When using NRules internal DSL, a rule is a class that inherits from NRules.Fluent.Dsl.Rule. A rule consists of a set of conditions (patterns that match facts in the rules engine's memory) and a set of actions executed by the engine should the rule fire. In this sample, we create our rules in a separate Visual Studio project called Rules, which depends on the Domain model project.

Let's look at the first rule. We want to find all preferred customers, and for every matching customer we want to collect all orders and apply a discount of 10%. Each pattern in the When part of the rule is bound to a variable via an expression, and then can be used in the Then part of the rule. Also note that if there is more than one pattern in the rule, the patterns must be joined to avoid a Cartesian Product between the matching facts. In this example the orders are joined with the customer.

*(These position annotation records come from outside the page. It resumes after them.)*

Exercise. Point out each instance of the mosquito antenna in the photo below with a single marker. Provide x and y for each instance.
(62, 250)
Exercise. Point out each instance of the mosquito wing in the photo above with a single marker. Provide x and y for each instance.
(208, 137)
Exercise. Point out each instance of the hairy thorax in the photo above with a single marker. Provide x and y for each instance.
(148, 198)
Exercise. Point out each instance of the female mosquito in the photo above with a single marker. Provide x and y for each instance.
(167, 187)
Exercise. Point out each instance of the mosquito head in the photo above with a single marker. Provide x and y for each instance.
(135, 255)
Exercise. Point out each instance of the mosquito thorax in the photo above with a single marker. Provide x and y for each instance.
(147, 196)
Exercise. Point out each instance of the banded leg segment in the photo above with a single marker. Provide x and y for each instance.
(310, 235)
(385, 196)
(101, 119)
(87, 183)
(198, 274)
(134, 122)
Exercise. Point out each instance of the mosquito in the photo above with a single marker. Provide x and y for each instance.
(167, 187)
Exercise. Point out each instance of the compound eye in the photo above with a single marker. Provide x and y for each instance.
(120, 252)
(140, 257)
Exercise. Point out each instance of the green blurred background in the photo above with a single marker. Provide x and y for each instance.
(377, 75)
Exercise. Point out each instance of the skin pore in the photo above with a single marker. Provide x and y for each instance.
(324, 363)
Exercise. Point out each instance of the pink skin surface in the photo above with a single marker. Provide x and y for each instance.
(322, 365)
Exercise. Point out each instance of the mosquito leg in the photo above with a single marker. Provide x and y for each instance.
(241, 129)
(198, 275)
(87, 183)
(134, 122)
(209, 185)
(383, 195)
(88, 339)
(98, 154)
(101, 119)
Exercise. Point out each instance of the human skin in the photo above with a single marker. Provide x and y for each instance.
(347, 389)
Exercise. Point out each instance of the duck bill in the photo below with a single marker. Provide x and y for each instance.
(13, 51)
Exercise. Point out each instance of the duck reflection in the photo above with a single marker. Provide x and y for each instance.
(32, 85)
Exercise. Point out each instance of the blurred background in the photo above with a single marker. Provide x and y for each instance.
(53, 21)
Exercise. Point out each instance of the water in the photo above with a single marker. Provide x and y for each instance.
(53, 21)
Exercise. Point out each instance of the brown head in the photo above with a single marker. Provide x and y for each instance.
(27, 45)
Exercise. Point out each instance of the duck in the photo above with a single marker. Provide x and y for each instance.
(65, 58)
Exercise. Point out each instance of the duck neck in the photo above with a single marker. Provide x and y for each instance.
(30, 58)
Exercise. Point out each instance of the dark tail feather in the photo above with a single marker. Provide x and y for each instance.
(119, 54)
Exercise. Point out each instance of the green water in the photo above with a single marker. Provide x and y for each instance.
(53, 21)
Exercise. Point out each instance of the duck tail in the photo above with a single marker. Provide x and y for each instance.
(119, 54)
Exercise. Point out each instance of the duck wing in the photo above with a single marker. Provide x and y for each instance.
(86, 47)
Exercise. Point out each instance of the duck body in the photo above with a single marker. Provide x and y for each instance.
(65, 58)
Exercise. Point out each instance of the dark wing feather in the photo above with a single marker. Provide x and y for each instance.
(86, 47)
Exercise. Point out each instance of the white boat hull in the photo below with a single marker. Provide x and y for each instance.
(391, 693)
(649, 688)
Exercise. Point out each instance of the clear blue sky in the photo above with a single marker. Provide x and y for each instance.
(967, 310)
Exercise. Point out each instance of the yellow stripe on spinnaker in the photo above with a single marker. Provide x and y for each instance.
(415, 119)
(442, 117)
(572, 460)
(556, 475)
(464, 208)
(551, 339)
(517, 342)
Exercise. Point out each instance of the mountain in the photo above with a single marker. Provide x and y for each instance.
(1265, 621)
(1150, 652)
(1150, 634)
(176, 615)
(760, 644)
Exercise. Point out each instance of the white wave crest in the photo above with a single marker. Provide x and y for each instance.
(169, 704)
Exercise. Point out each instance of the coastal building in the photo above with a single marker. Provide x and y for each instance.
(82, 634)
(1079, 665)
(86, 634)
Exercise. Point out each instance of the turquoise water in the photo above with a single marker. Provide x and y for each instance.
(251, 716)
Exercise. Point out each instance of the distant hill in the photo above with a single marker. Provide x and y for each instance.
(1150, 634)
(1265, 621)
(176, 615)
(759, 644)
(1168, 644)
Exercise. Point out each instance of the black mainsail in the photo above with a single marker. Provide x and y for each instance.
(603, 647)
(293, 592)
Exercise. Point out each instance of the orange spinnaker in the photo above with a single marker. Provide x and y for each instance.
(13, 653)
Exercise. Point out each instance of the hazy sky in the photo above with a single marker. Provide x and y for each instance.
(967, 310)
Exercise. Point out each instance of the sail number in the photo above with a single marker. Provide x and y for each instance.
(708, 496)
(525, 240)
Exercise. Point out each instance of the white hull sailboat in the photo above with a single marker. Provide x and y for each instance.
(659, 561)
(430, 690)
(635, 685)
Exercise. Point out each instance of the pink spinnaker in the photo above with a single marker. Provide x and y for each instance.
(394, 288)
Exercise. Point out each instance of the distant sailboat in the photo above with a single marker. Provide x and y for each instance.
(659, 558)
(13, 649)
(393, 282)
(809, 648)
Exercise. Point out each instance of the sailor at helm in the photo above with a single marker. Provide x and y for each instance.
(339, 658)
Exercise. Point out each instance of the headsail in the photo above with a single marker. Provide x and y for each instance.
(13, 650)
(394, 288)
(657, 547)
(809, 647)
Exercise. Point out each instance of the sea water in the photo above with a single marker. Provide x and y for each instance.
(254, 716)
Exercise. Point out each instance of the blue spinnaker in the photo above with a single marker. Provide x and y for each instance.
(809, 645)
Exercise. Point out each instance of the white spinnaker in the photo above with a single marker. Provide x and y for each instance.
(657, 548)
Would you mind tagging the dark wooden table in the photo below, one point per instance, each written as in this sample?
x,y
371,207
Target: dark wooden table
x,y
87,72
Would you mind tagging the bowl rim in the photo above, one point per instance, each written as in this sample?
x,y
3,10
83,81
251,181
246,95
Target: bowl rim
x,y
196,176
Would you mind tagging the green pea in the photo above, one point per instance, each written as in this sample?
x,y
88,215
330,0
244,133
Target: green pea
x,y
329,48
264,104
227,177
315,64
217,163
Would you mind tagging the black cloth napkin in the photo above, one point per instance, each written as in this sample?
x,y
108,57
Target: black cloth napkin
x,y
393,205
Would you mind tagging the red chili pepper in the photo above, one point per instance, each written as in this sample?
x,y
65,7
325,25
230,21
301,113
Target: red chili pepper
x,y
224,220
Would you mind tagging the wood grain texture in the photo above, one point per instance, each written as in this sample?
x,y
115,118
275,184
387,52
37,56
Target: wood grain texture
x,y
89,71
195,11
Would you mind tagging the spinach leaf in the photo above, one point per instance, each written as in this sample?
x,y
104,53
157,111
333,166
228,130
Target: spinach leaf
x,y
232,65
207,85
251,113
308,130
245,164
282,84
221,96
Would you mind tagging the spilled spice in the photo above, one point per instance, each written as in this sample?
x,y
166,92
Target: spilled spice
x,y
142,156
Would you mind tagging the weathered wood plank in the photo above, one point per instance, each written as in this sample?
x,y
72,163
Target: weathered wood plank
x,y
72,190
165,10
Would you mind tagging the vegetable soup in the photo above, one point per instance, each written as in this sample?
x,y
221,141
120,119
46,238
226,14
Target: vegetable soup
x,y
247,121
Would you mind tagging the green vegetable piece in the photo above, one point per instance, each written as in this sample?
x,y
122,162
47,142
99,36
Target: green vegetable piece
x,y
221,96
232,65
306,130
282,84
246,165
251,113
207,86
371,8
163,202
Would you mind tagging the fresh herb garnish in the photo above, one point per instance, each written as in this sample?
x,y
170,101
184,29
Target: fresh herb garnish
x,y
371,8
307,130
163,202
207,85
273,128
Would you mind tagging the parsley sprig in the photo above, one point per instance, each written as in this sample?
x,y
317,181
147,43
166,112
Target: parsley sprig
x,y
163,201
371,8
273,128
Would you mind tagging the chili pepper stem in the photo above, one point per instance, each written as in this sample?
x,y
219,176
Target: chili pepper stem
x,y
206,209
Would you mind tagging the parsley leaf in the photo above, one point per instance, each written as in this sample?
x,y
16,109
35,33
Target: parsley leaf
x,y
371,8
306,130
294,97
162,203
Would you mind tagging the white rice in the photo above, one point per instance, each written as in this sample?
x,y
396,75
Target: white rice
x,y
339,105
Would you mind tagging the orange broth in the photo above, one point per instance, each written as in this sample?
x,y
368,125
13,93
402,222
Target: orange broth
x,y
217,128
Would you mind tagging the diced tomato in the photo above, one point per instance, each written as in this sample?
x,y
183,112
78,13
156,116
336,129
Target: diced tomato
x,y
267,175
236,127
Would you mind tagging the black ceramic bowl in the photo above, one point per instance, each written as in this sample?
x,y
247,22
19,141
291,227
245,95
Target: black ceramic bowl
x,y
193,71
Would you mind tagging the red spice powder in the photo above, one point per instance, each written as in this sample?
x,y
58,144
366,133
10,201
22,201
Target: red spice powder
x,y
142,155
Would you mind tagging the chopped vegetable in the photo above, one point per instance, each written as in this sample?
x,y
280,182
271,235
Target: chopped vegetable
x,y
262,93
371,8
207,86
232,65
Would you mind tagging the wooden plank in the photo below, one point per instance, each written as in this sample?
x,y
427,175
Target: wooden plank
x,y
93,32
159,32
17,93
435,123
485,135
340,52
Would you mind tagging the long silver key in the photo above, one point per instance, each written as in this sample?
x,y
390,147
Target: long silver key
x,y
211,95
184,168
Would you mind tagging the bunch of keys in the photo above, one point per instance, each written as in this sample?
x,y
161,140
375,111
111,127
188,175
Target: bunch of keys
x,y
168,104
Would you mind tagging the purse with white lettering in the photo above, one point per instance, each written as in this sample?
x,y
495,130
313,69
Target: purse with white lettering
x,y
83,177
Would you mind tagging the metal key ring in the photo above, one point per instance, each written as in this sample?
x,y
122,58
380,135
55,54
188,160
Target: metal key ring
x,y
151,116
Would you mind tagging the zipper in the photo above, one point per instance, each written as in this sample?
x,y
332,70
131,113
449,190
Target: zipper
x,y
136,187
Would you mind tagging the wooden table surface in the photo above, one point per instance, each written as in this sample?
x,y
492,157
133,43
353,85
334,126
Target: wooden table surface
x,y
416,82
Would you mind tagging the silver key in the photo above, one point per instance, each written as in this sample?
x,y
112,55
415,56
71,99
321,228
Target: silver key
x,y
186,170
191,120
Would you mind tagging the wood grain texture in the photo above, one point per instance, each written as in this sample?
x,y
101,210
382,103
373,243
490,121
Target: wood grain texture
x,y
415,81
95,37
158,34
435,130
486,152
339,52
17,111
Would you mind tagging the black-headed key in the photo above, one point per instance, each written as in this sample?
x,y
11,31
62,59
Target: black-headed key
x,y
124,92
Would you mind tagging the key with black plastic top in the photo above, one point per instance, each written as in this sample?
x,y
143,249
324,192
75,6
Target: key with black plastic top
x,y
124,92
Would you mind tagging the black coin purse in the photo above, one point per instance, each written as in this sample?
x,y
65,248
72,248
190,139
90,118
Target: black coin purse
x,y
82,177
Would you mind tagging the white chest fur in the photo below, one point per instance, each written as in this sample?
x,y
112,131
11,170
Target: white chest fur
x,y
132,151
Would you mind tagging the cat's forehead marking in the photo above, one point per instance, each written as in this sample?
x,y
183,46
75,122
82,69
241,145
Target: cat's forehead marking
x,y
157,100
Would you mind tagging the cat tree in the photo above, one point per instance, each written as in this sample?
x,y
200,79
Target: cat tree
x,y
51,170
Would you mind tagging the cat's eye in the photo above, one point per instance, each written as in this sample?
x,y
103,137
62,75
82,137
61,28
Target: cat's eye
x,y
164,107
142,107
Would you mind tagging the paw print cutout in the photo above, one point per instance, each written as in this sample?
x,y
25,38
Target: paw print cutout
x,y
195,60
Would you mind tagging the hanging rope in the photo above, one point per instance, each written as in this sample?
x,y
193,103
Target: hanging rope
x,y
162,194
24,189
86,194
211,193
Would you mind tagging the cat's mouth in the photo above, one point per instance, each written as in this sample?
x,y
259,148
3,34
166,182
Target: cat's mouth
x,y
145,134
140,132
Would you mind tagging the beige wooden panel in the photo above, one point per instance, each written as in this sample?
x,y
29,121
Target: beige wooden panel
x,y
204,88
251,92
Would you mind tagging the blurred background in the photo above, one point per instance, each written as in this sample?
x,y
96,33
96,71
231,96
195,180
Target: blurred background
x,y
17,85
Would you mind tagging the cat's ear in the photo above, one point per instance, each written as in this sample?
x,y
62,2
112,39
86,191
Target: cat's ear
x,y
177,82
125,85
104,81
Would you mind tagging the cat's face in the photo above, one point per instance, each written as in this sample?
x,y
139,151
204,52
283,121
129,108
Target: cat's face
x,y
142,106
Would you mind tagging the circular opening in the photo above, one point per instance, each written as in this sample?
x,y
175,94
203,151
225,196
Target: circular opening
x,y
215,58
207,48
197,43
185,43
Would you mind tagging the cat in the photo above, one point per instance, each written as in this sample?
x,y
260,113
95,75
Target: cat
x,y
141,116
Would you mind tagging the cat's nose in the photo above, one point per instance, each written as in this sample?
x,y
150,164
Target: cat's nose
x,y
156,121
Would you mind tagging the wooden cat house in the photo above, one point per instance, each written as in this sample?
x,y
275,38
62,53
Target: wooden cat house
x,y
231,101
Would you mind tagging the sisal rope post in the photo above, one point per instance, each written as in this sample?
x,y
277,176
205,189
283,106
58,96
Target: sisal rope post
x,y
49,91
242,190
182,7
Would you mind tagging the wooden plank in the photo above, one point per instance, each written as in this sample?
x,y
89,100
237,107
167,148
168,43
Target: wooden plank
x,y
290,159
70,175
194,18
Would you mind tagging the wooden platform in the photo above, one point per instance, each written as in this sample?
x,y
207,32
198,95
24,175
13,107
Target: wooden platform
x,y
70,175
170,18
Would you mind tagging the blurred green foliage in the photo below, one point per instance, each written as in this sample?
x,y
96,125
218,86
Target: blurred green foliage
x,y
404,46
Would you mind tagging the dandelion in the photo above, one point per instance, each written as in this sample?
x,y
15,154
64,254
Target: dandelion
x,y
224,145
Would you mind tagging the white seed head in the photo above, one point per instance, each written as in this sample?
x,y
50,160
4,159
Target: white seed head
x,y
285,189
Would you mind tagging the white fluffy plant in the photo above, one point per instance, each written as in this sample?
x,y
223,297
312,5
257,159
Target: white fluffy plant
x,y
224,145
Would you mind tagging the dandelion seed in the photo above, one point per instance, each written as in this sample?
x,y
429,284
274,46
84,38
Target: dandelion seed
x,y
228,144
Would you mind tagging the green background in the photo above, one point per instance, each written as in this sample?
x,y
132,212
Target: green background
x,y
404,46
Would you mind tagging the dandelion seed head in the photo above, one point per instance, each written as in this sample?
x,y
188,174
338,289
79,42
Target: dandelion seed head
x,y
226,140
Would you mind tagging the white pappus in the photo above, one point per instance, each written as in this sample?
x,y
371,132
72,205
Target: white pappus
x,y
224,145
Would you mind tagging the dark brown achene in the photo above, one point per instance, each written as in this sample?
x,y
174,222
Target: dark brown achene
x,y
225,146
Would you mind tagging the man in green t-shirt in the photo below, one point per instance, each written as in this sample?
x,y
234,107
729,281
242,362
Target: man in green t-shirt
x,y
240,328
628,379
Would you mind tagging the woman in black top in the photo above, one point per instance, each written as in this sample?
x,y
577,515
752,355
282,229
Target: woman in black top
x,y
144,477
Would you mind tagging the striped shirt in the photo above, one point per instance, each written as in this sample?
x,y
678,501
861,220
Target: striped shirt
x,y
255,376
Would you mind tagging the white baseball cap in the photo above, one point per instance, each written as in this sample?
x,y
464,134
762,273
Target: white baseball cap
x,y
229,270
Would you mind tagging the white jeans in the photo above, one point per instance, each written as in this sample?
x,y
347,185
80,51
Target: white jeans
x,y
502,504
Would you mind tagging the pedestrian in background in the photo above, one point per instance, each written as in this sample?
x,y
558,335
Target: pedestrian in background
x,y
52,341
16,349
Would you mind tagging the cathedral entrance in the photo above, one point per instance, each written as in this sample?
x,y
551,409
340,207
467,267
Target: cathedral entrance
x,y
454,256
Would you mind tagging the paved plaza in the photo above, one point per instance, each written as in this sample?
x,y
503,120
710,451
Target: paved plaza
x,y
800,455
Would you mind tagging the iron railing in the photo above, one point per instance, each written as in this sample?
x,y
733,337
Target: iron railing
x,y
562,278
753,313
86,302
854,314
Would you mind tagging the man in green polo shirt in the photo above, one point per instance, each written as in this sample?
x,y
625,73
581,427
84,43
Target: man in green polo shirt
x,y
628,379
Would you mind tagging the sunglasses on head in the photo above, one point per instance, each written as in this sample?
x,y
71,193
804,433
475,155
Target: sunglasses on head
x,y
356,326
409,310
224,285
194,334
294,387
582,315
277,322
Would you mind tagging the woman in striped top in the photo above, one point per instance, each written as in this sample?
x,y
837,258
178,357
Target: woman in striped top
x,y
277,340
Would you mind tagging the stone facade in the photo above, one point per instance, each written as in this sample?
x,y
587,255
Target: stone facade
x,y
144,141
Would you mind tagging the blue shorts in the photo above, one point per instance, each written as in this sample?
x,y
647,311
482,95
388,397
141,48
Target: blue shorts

public class PreferredCustomerDiscountRule : Rule
{
    public override void Define()
    {
        Customer customer = null;
        IEnumerable<Order> orders = null;

        When()
            .Match<Customer>(() => customer, c => c.IsPreferred)
            .Query(() => orders, x => x
                .Match<Order>(
                    o => o.Customer == customer,
                    o => o.IsOpen,
                    o => !o.IsDiscounted)
                .Collect()
                .Where(c => c.Any()));

        Then()
            .Do(ctx => ApplyDiscount(orders, 10.0))
            .Do(ctx => ctx.UpdateAll(orders));
    }

    private static void ApplyDiscount(IEnumerable<Order> orders, double discount)
    {
        foreach (var order in orders)
        {
            order.ApplyDiscount(discount);
        }
    }
}

The second rule will find all customers that have orders with discounts and will notify them of the discount. It's interesting that this rule relies on the first rule to have fired. In other words, the first rule fires and updates the rules engine's memory, triggering the second rule. This is forward chaining in action.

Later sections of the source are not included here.